Mauricio Paz Viola tenía siete años cuando una imagen le provocó algo que no supo explicar.

Era un niño en Carmelo y todavía faltaban décadas para que su vida lo llevara a vivir en China. Sin embargo, aquella pintura quedó grabada en algún lugar de su memoria. Años después descubriría que pertenecía al artista chileno Roberto Matta, una de las figuras más importantes del surrealismo latinoamericano. Para entonces, sin saberlo, ya había comenzado una búsqueda que sigue acompañándolo hasta hoy.

"Sentí como si estuviera experimentando la pintura en mi cuerpo en lugar de verla con mis ojos. Fue como si algo hubiera explotado desde dentro", recordó. "Me dije a mí mismo que de eso se trata el verdadero arte: capturar la luz, recibirla y plasmarla a través del lenguaje visual", apuntó.

Hoy, Paz Viola vive y trabaja en Pekín, donde se abrió camino dentro de una de las escenas artísticas más dinámicas de Asia. Sus obras fueron exhibidas en galerías, centros culturales e incluso en espacios tan poco convencionales como las pantallas del metro de la capital china. Pero detrás de ese recorrido internacional hay una historia mucho más personal.

La pintura apareció temprano en su vida. De niño pasaba horas observando imágenes en libros de historia, biología y arte. A los 14 años llegó al primer taller de óleo y quedó fascinado por todo lo que rodeaba a la creación artística.

"Los pinceles, los colores, el ambiente y sobre todo el olor a pintura al óleo.

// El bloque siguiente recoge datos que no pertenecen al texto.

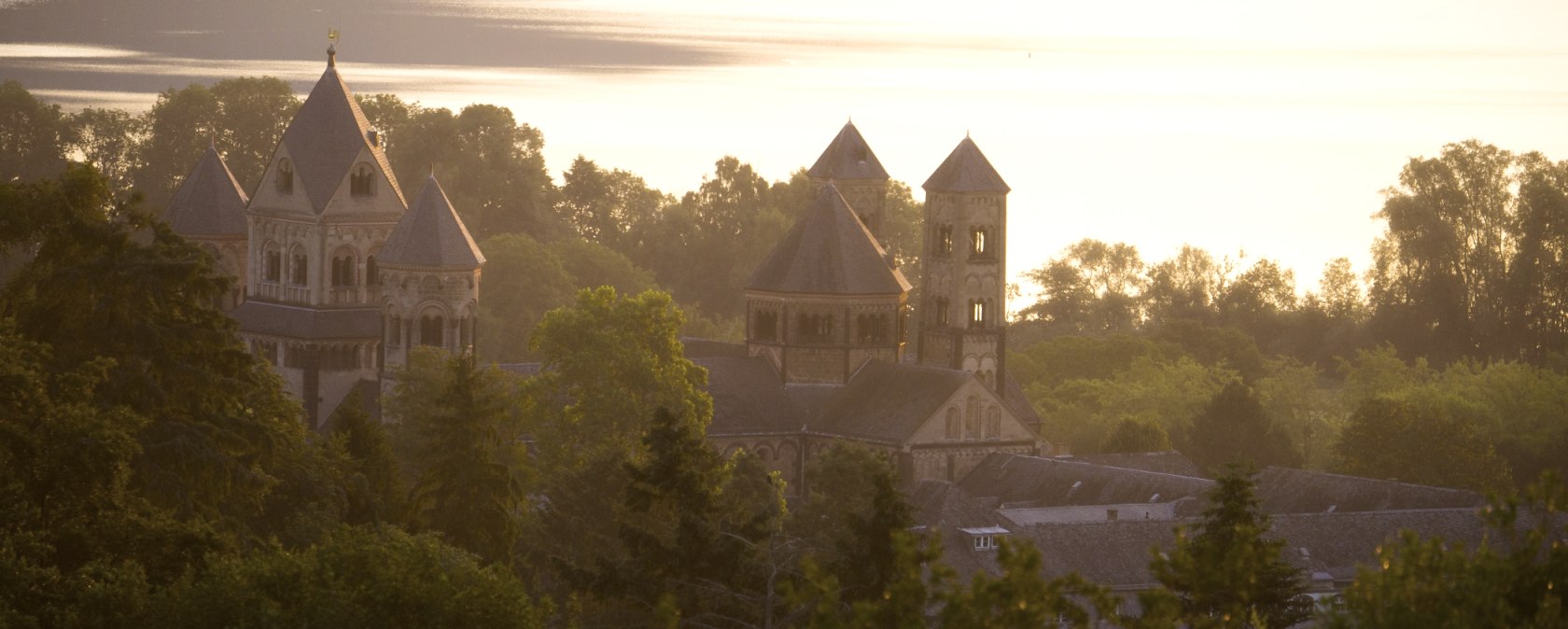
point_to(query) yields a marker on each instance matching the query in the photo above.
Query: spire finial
(331, 48)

Lo veía mágico, alquímico, misterioso", contó.

Con el tiempo desarrolló un lenguaje propio. Aunque durante años tituló sus obras, hoy prefiere que la mayoría permanezcan sin nombre. La decisión no es casual.

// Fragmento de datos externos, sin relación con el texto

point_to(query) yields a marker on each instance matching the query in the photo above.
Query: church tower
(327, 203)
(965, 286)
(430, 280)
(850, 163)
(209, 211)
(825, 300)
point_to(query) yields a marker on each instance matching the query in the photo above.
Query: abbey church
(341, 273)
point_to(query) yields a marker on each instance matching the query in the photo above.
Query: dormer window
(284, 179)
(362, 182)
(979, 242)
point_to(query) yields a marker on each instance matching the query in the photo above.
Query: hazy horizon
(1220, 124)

"Considero que darle un nombre a una pintura abstracta es condenarla a una interpretación subjetiva del artista. Prefiero ampliar la interpretación de los espectadores sin llevarlos hacia un lugar determinado", explicó.

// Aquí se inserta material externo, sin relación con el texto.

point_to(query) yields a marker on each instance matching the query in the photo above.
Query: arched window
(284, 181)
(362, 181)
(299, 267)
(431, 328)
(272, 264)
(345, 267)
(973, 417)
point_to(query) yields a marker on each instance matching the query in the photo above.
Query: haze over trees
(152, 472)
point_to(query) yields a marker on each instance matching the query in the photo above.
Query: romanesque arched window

En sus trabajos aparecen formas abstractas, capas de color y composiciones que remiten a paisajes interiores. Pero también hay huellas de su infancia en Carmelo. Las repeticiones de líneas, las superposiciones y ciertas estructuras visuales nacen, según él mismo reconoce, de los paisajes cotidianos que observó durante años: la rambla, los pabellones, las calles adoquinadas y el histórico puente giratorio de la ciudad.

A eso se suma la influencia de la cultura popular uruguaya.

"Las murgas, el candombe, los mascaritos, los tablados, las luces y los colores son parte de mi memoria. El color es algo muy importante y recurrente en mi obra y creo que viene desde ese lugar", afirma.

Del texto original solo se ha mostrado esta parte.